- Born: Amelia Wells 1833 Philadelphia, Pennsylvania, U.S.
- Died: May 14, 1869 (aged 35–36) New York or Little Rock, Arkansas, U.S.
- Other name: Columbine
- Occupation: Clown
- Spouse: Robert Butler Butcher

= Amelia Butler =

American clown

Amelia Butler ( Wells; 1833 – May 14, 1869) was an American clown best known for being the earliest recorded female circus clown in the United States.

==Biography==
Not much information is known about Butler's life and career.
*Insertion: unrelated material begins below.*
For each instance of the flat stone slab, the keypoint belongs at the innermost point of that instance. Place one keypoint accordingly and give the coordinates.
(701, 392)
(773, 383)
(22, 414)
She was born Amelia Wells to clown John Grimaldi Wells in Philadelphia, Pennsylvania in 1833. Her first stage experience was alongside her sisters, Mary Ann and Louisa, as "The Three Spirits". In 1854, she was working as a performer at the Chestnut Street Theatre, and was touring as an "equestrienne" with Kemp's Mammoth English Circus and J. M. Nixon's Great American Circus in 1858. Butler was additionally billed under the name "Columbine" at a circus in Philadelphia in 1863. She had a husband, Robert Butler Butcher, who also performed as a clown.

Butler died of malaria on May 14, 1869 in New York or Little Rock, Arkansas, and was buried in Philadelphia.